We've been to the bus stop and back about a hundred times,

we've gone hiking and swimming, clothes shopping, rock collecting, ball playing and had a bunch of picnics.  It's been a great 3 months!

Tommy update...

by Jenny McBrien Romano on Thursday, April 21, 2011 at 4:09pm

Wow...can you believe how time flies? Tommy has been an American citizen for 3 weeks! I cannot believe how wonderfully adjusted he is. The first week and a half were really tough but we have come a long way. He throws a few fits a day and can really hold a pouty face/grudge for a while. But when he is happy he is smiling and laughing. He loves to kiss and play with his siblings. They love to read to him and put him to bed at night. Tommy has even gone to child watch a couple of hours a day so I can work in the gymnastics center at the Y. He is a very resilient boy!

Tommy has undergone a ton of testing, etc to figure out what care he needs. Found out yesterday from his MRI last week that he suffered a stroke in the lower left quadrant of his brain sometime in utero or soon after birth.
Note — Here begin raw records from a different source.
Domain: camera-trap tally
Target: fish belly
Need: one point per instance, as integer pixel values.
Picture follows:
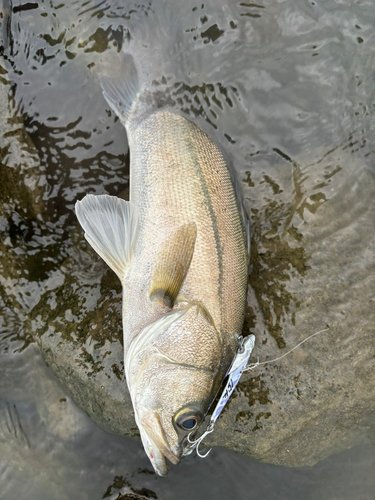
(179, 176)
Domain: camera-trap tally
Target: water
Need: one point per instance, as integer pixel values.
(288, 89)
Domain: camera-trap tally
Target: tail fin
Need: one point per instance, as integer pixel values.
(122, 89)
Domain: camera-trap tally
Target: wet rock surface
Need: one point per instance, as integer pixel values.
(313, 259)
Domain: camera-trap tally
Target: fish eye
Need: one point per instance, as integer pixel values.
(188, 420)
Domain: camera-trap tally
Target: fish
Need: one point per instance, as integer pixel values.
(180, 248)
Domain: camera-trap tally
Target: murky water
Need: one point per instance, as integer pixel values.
(283, 86)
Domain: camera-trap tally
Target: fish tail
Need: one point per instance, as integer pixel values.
(121, 89)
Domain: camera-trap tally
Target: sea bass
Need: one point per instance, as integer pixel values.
(179, 248)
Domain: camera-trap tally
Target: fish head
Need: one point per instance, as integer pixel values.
(174, 369)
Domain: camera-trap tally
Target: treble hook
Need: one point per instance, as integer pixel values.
(195, 444)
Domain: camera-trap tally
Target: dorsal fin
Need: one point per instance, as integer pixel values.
(172, 265)
(110, 226)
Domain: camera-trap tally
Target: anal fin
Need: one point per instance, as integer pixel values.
(172, 265)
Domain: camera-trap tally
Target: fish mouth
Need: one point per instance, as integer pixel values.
(156, 445)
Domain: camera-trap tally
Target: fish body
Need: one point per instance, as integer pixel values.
(179, 248)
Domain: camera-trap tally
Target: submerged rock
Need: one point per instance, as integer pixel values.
(313, 260)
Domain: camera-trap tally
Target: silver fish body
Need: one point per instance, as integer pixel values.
(184, 275)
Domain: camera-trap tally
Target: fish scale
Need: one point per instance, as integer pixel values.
(178, 247)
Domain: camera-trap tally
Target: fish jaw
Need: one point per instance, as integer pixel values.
(156, 445)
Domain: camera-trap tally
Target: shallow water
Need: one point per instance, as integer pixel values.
(280, 85)
(52, 450)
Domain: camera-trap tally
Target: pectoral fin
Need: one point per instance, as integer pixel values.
(172, 265)
(110, 226)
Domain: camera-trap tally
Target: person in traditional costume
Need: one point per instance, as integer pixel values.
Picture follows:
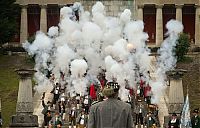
(110, 113)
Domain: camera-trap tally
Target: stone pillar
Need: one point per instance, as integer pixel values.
(197, 26)
(179, 12)
(24, 109)
(159, 25)
(24, 24)
(140, 12)
(176, 97)
(43, 18)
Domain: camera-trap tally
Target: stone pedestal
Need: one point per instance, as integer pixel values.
(43, 18)
(24, 109)
(159, 25)
(176, 97)
(197, 26)
(24, 23)
(179, 12)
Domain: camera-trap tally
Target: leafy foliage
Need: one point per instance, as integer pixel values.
(9, 11)
(182, 46)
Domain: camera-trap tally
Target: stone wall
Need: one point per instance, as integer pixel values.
(112, 7)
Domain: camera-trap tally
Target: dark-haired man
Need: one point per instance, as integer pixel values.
(111, 113)
(195, 120)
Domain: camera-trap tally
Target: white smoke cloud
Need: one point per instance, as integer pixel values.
(80, 49)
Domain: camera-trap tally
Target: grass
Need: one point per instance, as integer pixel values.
(9, 84)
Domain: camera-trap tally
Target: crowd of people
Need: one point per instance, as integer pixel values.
(78, 111)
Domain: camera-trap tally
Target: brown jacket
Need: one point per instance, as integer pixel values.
(111, 113)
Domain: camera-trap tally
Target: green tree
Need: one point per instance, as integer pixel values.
(182, 46)
(8, 22)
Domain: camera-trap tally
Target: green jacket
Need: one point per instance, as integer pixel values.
(195, 122)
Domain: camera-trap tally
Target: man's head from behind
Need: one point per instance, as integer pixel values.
(111, 90)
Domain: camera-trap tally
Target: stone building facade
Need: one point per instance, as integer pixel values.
(42, 14)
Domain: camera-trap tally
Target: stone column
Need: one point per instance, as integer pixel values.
(24, 109)
(159, 25)
(140, 12)
(24, 24)
(176, 97)
(179, 12)
(197, 26)
(43, 18)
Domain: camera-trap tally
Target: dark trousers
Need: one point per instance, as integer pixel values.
(139, 119)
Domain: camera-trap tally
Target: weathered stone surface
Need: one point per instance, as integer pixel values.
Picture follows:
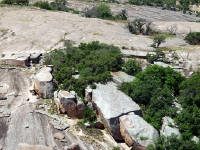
(111, 104)
(135, 130)
(59, 136)
(72, 147)
(33, 147)
(169, 127)
(43, 83)
(66, 96)
(19, 59)
(120, 77)
(176, 27)
(99, 125)
(35, 57)
(66, 102)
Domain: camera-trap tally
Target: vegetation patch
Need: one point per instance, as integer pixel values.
(139, 26)
(167, 4)
(132, 67)
(92, 62)
(103, 11)
(193, 38)
(174, 143)
(154, 89)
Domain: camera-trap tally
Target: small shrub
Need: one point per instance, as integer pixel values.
(89, 115)
(123, 14)
(59, 5)
(132, 67)
(136, 27)
(193, 38)
(160, 55)
(116, 148)
(158, 39)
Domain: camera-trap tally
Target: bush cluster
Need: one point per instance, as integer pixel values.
(158, 56)
(103, 11)
(193, 38)
(59, 5)
(92, 62)
(132, 67)
(188, 119)
(15, 2)
(154, 89)
(173, 143)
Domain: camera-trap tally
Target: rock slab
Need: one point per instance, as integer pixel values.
(111, 104)
(135, 130)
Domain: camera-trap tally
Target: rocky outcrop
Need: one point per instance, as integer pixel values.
(111, 104)
(67, 103)
(120, 77)
(169, 128)
(175, 27)
(43, 83)
(33, 147)
(136, 131)
(19, 60)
It affected his ride side mobility and speech ability (no kidding!). The doc said he will be golden with speech come 1st or 2nd grade and that he may have some defecits concerning spatial awareness...His foot and hand are a whole different story. He needs serial casting for 4 weeks with Botox injections to extend his heel chord and make it so his heel can strike the ground to build muscle. His tone is low and his right leg is 3cm shorter than his left. So after the 4 wk serial casting he will need a brace to help with his gait and a lift in that shoe to level his legs. The doc insures us it will be an amazing transformation when all is done. I cannot wait. For his right hand they would like cast his left arm (working arm) like if he had broken it. The idea is to force him to use the arm that is lazy. He has some control using it but the doc said he is really just being lazy and forgetful about it.

So all in all a very good prognosis. We are very thankful and wish you all well and blessings galore! Have a wonderful Easter!